Mackenzie King (13.3 points per game last year), a 5-10 senior forward, will take over as the Lady Dragons’ leader as she enters her fifth season as a starter.

“She will be our horse. They basically won the region with her and Jordan trying to do it all,” Hamm said. “She has improved her low block game. We’ve tried to add a mid-range and low post game to her because she’s so strong. She’s a state champion in track, but she has still made a lot of gains in the weight room. We want to utilize the low-post game a little more than they have in the past.”

Brandi Haywood (2.9, 2.1), a 5-10 senior, is back at center where Hamm hopes she can develop into a more consistent player.

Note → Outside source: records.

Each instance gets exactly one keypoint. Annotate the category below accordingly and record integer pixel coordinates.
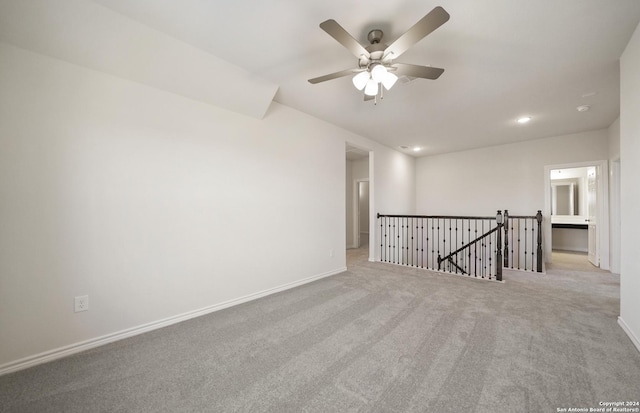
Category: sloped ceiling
(87, 34)
(502, 59)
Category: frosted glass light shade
(389, 80)
(372, 88)
(360, 80)
(378, 73)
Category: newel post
(506, 238)
(539, 251)
(499, 221)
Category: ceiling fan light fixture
(378, 73)
(360, 80)
(372, 88)
(389, 80)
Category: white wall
(154, 205)
(629, 188)
(481, 181)
(614, 198)
(356, 170)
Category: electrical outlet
(81, 303)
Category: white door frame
(373, 236)
(614, 212)
(602, 194)
(356, 210)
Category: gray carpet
(377, 338)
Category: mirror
(565, 197)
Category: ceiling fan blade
(426, 72)
(344, 38)
(335, 75)
(434, 19)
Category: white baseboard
(625, 327)
(65, 351)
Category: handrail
(468, 245)
(434, 216)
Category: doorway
(577, 204)
(362, 215)
(359, 201)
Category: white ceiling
(502, 59)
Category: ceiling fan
(376, 67)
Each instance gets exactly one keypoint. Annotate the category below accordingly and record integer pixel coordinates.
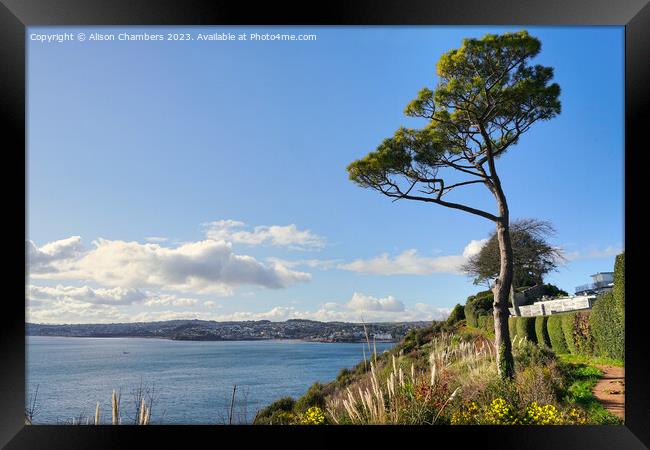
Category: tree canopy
(487, 96)
(533, 255)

“To be a big kid, she is very athletic. She is quick and light on her feet and has good timing,” Hamm said. “She isn’t real confident offensively. I don’t know if that’s because she hasn’t had the ball in her hands much. We want her to anchor the defense and be a good high-low passer. She has improved offensively but has a ways to go.”

Replacing Brock at point guard may be the most difficult task for any girls high school player in the commonwealth and that job will fall to either junior Payeton Charles, who saw extensive action off the bench last year, or senior Noah Canady (6.3), a 3-pointer specialist last year at a wing.

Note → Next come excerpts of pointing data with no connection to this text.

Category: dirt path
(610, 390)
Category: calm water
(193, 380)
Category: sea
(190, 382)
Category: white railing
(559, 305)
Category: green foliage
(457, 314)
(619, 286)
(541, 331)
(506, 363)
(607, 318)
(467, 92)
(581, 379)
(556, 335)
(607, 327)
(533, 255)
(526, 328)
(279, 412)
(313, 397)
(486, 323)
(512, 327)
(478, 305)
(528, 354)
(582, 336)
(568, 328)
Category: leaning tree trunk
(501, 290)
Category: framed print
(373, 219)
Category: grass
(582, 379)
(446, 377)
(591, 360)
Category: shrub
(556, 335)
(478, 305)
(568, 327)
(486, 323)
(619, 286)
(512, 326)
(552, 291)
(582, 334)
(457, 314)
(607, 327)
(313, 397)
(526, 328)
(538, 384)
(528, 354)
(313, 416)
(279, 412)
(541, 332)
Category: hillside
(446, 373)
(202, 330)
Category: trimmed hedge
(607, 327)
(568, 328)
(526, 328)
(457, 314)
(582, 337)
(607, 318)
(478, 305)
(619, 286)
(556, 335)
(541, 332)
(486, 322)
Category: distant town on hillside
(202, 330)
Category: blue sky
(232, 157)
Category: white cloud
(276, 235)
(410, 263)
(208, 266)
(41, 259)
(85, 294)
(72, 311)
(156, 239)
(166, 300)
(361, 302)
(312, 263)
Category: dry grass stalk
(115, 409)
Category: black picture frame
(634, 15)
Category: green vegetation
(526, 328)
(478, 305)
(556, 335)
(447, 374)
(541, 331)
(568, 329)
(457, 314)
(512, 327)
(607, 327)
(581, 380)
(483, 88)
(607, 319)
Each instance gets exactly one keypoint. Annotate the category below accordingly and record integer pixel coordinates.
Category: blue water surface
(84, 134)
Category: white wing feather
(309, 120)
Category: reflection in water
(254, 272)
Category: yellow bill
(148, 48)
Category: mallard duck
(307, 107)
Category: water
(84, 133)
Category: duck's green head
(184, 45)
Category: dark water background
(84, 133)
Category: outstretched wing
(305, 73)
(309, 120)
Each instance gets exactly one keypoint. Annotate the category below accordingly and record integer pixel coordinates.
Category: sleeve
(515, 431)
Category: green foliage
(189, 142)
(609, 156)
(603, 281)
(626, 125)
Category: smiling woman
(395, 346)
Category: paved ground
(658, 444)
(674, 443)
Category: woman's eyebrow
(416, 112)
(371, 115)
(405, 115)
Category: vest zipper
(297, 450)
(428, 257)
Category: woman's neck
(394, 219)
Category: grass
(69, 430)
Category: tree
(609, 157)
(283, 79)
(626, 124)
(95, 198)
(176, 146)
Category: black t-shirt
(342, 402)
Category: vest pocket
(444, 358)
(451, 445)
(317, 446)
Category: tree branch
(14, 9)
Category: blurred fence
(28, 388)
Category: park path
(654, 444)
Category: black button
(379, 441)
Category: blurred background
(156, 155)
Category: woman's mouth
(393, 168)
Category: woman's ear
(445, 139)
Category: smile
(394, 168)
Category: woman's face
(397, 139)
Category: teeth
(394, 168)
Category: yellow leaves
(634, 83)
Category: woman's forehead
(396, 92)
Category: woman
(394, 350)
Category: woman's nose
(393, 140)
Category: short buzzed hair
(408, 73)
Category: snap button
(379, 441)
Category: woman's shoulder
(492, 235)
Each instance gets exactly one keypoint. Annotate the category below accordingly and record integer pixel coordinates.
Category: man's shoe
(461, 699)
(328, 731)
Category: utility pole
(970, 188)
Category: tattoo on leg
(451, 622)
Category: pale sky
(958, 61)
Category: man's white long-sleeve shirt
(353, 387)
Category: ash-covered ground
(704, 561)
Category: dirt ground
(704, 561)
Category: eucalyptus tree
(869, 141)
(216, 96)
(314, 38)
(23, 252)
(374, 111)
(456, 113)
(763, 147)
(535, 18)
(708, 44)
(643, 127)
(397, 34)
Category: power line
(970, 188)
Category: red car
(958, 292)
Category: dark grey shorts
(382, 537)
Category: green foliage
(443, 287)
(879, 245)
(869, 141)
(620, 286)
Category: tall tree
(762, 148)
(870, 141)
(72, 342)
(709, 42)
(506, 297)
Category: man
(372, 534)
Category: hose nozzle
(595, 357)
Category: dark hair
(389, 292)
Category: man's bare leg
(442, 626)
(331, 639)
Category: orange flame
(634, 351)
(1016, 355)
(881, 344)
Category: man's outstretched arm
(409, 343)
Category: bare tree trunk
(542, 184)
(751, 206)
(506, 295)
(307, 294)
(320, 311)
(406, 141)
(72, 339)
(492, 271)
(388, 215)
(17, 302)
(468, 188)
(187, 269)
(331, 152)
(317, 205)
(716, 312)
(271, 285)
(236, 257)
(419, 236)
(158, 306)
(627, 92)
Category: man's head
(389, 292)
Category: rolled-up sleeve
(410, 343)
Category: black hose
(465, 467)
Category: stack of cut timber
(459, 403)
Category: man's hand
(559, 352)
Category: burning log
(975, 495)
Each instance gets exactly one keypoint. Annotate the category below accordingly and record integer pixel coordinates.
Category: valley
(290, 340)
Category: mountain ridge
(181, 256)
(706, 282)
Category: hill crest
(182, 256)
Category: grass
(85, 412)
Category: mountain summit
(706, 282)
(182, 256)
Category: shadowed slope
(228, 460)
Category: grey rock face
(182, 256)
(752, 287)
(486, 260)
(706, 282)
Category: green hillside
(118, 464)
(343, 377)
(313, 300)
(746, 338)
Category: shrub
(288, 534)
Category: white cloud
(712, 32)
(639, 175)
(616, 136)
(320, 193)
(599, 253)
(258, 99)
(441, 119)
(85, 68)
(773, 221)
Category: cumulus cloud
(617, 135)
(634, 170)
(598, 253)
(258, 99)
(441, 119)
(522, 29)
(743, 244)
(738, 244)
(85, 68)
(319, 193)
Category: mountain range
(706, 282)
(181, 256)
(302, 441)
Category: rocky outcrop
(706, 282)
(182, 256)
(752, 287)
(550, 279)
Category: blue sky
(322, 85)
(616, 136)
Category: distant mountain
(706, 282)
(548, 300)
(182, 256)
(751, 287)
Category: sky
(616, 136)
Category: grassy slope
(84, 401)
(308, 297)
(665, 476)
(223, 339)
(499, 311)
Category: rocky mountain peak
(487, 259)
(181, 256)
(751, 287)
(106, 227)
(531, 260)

“They are about even to me in that spot and both are in my top six players. Payeton will kind of be our dog on defense to pick up and create some havoc. She is doing a much better job of pushing it in transition. She has improved in that area,” Hamm said. “Noah is our best ball handler and she has put in a ton of time with a lot of ball-handling drills since I got here in May. She can shoot a little bit, but I think she has improved her whole game as far as penetrating to the goal, pull-up jumpers. We’re trying to be more complete in doing all aspects of the game. I’m a firm believer in being a multi-faceted basketball player.”

Taylor Simpson (5.3, 2.5), a 5-7 senior, is back at one one wing with Canady and sophomores Natalee King and Whitney WIlson among the candidates to round out the backcourt.

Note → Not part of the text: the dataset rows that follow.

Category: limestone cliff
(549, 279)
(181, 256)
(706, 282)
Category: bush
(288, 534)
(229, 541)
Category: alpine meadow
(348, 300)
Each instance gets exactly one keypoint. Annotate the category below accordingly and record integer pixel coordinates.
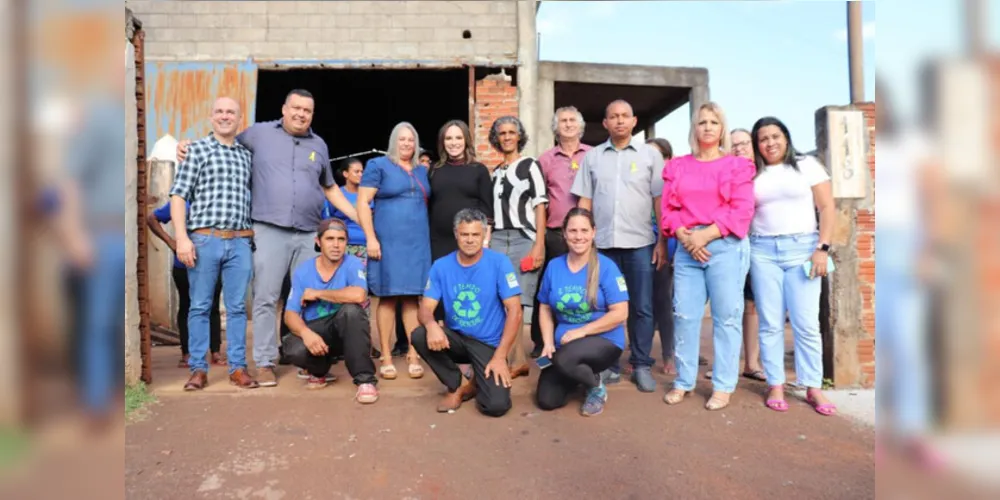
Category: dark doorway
(356, 109)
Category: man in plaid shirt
(216, 236)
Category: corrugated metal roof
(180, 96)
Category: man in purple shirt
(559, 167)
(290, 184)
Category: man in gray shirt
(621, 183)
(291, 182)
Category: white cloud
(550, 27)
(867, 31)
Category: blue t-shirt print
(473, 296)
(162, 215)
(355, 235)
(350, 273)
(566, 293)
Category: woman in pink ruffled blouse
(708, 203)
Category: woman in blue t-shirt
(584, 305)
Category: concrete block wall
(496, 96)
(429, 31)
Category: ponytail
(593, 277)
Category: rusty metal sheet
(179, 96)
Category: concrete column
(527, 73)
(133, 359)
(848, 333)
(12, 392)
(544, 138)
(699, 95)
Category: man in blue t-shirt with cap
(324, 312)
(482, 303)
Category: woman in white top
(788, 259)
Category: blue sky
(785, 59)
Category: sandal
(387, 371)
(825, 409)
(415, 370)
(675, 396)
(715, 403)
(778, 405)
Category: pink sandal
(826, 409)
(778, 405)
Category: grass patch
(14, 444)
(136, 398)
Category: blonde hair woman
(708, 204)
(397, 234)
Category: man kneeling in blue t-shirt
(482, 304)
(324, 311)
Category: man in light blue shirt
(621, 183)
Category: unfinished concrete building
(374, 64)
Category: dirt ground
(287, 442)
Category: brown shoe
(197, 382)
(240, 378)
(453, 400)
(267, 377)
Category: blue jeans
(901, 326)
(233, 258)
(637, 267)
(721, 281)
(103, 297)
(780, 284)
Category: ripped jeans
(720, 281)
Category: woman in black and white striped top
(519, 202)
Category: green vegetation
(136, 397)
(14, 444)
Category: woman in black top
(457, 182)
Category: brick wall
(866, 263)
(329, 30)
(496, 96)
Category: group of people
(606, 244)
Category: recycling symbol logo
(466, 305)
(570, 301)
(573, 306)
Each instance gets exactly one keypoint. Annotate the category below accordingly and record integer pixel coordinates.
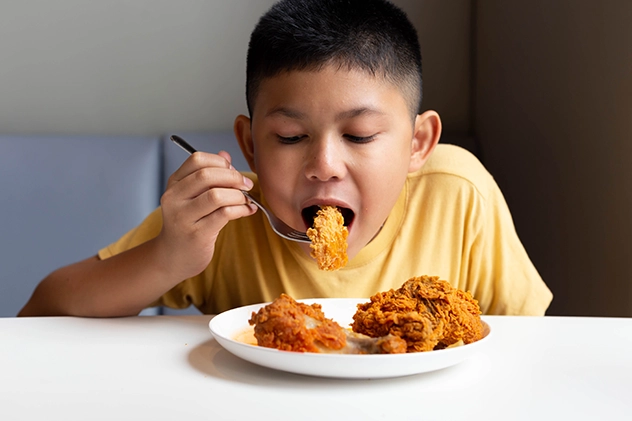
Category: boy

“A strength for her is spot-up shooting, but she is also our best perimeter passer. She will be a key part of our offense since we have two bigs. She will make the right play,” Hamm said. “Natalee has really missed almost two years with injuries, but she is a big, physical, strong kid who has worked real hard. She is the most versatile kid on the team but has a long way to go in her basketball maturation. She has a huge upside though. Whitney is physically very strong and gives us a different look on the wing. She can attack the goal and can keep her man out of the paint.”

Katelyn Burkhart, a 5-7 senior, is back with the team after a year away and will see action at forward. Both of the King sisters could also shift to wing, if needed.

“She is versatile. She is a little undersized in the post and not super speedy on a wing, but she can shoot it, handle it and has a little bit of a post game,” Hamm said.

Hamm hopes to play an up-tempo game and also promises “a lot less 3-pointers,” which would be a big change for a team that has lived and died with 3s the past several seasons.

“We want to play man to man, but it depends on depth,” Hamm said. “If you get in foul trouble, your game plan goes out the window sometimes. We have to get up and down the floor.”

Hamm likes how open the players have been to changes.

“They are playing a completely different style than they have ever played,” she said. “They have been very open and responsive to what we are trying to do, so that’s not an issue.”

Even with all the changes, Hamm believes the Lady Dragons should be able to draw from their history of success.

“They are back-to-back regional champions, so they are winners and know what it takes,” Hamm said. “They are all about having a common goal, but we’re definitely not as talented as we have been. You don’t lose a player like Jordan Brock and be as talented as you are before, but you do have players coming back who won back-to-back regional titles, and I don’t think you can ignore that.”